Q: What do the scores mean?

A: In a nutshell: bigger is better. Octane measures the time a test takes to complete and then assigns a score that is inversely proportional to the run time (historically, Firefox 2 produced a score of 100 on an old benchmark rig the V8 team used).

Q: Can I compare benchmark scores across Octane releases? What about single tests scores?

A: Each test in the suite will never be modified once released. That means, each test score can be compared across Octane versions. Every future version of Octane will contain new tests, hence the total score (“Octane Score”) of a version cannot be compared with that of the previous ones.

Q: Is Octane going to be updated? How often?

A: Yes, Octane is evolving together with the web and the kind of applications Chrome's users want to run today and in the future. We are not going to provide a fixed update schedule but as soon as a meaningful new test is identified, it will be considered for inclusion.

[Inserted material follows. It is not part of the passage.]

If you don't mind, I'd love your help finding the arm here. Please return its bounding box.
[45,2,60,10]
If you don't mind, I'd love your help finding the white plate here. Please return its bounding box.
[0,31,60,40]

Q: I don't think you cover all that's out there, though...

A: ...and you are probably right! Choosing new tests for a benchmark suite is a long process; each test must be carefully evaluated to make sure it illustrates something new and meaningful. We added five new tests to Octane, however there is still a lot of room to improve JavaScript performance is areas we don't measure yet. If you think you've found an a real-world JavaScript application that illustrates something important that's not in Octane, let us know by filing a bug. If the code can be packed in a self-contained, open-source friendly way, we'll consider it for addition to one of the next iterations. And we'll optimize for it, you can count on it.